I wonder how many non-Scandinavian conductors have taken up Kullervo since Paavo Berglund, in particular, rehabilitated the score. Not that many, I suspect. So, all praise to Sir Colin for recording it, not once but twice. In passing, I believe I’m right in saying that he and the LSO performed Kullervo on Finland’s Independence Day in December 1992. This present LSO performance from 2005 is a fine one. The score is somewhat uneven and does tend to sprawl at times. However, it contains a lot of dramatic music and it’s important in forming an understanding of the composer’s development. Sir Colin directs a dramatic, often fiery account. Apart from this recording I don’t think I’ve heard a performance for which a non-Finnish choir was used. That’s partly a question of the difficult language in addition to which Finnish choirs have a timbre that’s particularly suitable. However, the men of the London Symphony Chorus, trained in those days by Joseph Cullen, make a fine showing. It helps that they’re well balanced in relation to the orchestra. In particular they sing with great intensity in the final movement as they relate the suicide of Kullervo. The two soloists, Finnish mezzo, Monica Groop and Swedish baritone, Peter Mattei sing very well in the extended central movement in which Kullervo seduces a young girl only to discover she is his sister. Davis brings a real theatrical thrust to that movement; it’s surely no coincidence that he had such an operatic pedigree. This is a powerfully projected, ardent performance of Kullervo.

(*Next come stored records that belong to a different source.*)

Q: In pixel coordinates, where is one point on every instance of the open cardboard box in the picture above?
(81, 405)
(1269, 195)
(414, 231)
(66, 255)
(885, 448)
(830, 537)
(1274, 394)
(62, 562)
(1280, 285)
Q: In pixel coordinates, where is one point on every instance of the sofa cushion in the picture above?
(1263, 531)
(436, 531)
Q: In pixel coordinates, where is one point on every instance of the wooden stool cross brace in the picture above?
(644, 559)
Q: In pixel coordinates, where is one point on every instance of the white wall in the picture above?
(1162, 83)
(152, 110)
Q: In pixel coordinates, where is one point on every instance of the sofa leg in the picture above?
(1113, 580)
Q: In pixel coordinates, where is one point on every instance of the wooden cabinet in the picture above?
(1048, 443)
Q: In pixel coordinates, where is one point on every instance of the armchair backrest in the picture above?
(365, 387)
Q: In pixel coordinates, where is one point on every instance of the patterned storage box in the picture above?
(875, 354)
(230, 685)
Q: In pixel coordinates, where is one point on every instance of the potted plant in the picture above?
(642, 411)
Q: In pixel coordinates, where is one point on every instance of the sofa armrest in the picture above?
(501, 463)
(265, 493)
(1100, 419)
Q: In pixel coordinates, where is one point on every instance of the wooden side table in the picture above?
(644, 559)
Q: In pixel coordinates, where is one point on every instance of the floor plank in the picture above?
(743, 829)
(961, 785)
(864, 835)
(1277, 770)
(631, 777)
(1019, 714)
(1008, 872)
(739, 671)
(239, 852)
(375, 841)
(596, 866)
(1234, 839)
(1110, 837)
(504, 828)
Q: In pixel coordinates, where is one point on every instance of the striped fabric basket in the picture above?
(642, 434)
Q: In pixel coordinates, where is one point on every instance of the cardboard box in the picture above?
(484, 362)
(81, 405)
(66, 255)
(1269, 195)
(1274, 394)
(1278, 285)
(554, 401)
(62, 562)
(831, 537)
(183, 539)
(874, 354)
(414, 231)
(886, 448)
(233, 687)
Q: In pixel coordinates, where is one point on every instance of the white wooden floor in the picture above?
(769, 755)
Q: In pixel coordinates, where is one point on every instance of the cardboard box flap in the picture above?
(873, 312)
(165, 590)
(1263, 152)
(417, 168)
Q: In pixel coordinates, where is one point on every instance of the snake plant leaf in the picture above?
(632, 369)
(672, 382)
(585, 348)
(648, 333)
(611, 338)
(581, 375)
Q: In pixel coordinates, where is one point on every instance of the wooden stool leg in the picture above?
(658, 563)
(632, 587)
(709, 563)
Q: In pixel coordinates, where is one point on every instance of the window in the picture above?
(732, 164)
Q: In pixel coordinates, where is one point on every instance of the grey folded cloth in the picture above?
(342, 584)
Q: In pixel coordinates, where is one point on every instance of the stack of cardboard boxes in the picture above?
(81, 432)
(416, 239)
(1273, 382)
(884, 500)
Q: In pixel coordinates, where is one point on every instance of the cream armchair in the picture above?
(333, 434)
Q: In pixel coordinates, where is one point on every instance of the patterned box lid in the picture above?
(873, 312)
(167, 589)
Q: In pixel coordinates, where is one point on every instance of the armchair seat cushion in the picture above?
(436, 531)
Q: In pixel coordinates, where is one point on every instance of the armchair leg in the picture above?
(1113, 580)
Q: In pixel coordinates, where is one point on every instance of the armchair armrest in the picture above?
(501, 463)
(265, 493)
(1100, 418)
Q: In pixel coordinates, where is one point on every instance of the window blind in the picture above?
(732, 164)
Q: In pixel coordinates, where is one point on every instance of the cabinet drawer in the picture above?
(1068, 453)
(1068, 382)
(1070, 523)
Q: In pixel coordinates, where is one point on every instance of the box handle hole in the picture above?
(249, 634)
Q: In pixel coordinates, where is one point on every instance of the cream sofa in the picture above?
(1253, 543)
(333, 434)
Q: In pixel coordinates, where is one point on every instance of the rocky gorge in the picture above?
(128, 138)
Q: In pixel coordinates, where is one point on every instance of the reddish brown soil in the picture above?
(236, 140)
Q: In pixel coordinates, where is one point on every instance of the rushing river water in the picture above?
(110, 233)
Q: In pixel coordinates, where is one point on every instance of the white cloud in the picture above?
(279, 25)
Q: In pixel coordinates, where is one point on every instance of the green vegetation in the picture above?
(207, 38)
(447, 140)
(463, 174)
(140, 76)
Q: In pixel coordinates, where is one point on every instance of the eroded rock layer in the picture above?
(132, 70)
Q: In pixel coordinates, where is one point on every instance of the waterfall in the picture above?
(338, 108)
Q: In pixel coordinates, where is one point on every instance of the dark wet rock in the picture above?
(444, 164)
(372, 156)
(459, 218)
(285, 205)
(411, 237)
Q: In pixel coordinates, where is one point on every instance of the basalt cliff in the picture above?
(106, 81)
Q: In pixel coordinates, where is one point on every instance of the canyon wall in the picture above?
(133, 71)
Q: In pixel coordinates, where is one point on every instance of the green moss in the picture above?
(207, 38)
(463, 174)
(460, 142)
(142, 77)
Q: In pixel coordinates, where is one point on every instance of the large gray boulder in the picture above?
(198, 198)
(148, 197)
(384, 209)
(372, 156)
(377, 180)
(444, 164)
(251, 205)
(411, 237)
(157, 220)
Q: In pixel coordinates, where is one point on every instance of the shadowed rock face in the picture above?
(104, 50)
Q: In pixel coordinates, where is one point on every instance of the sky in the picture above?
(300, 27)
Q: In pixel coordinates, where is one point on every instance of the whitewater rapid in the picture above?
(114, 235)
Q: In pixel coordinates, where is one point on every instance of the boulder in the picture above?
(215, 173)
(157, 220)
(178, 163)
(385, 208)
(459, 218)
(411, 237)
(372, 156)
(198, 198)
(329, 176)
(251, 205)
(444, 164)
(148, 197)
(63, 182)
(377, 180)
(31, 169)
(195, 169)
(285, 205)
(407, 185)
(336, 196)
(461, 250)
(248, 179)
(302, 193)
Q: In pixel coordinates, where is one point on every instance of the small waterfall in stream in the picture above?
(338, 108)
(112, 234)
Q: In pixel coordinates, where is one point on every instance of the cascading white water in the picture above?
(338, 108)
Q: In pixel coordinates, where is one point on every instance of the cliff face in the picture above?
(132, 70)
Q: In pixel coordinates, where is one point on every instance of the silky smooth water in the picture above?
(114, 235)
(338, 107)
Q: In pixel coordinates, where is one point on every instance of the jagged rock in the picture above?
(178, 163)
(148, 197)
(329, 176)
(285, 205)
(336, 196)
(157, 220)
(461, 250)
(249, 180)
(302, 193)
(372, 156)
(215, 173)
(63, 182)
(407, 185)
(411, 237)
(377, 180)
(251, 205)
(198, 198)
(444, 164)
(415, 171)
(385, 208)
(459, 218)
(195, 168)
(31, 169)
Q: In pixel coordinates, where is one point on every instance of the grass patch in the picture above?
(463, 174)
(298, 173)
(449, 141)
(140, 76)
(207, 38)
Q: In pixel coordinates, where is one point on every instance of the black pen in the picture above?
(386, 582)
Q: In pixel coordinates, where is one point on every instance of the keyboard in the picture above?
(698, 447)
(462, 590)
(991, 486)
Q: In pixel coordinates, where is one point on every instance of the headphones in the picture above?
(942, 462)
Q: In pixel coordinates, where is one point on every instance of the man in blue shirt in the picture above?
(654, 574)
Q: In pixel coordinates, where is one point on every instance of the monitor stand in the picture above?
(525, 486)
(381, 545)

Two shorter symphonic poems complete the set. Pohjola’s Daughter comes in a vivid performance, strongly projected. I first heard The Oceanides when it was auditioned in the MusicWeb International Listening Studio a little while ago. I reported then that my colleagues and I were impressed by Davis’s spacious approach leading to a really gripping climax. I see no reason to change that view. Some may feel Davis doesn’t push the music forward with sufficient thrust but his patience and his focus produce a memorable reading.

How should I sum up this set? All the performances are excellent, both in terms of the playing of the LSO and Sir Colin’s conception of the music. This is a cycle played by a virtuoso orchestra with a seasoned Sibelian at the helm. The recordings stem from live performances but you wouldn’t know an audience was present – though Davis himself is audible from time to time. As is usual with this label there’s no applause at the end of performances. The set is also valuable in offering the first recording of Kullervo to appear on Blu-ray. In terms of the BD-A option I think this Davis set has the edge over Decca’s Maazel set. That is mightily impressive on BD-A but the recordings are now over fifty years old in some cases and there is something of an edge to the treble frequencies, especially the violins. At the risk of making a sweeping generalization Maazel’s interpretations seem rather less warm than Davis’s. The Rattle set on the Berliner Philharmoniker’s own label is a premium product. Though I found much to admire there the LSO Live set is a much more economical proposition.

If you’re not able to play BD-A discs then the LSO Live Hybrid SACDs will provide good results, though the BIS SACD sets from either Kamu or Vänskä offer very strong competition, both sonically and in terms of the performances. In either format the LSO Live set sounds well but the Barbican acoustic doesn’t allow as much space around the orchestra and as much depth of perspective as I’d like.

However, overall, this Colin Davis Sibelius cycle is an attractive proposition and an excellent reminder of the fine and productive partnership between him and the LSO.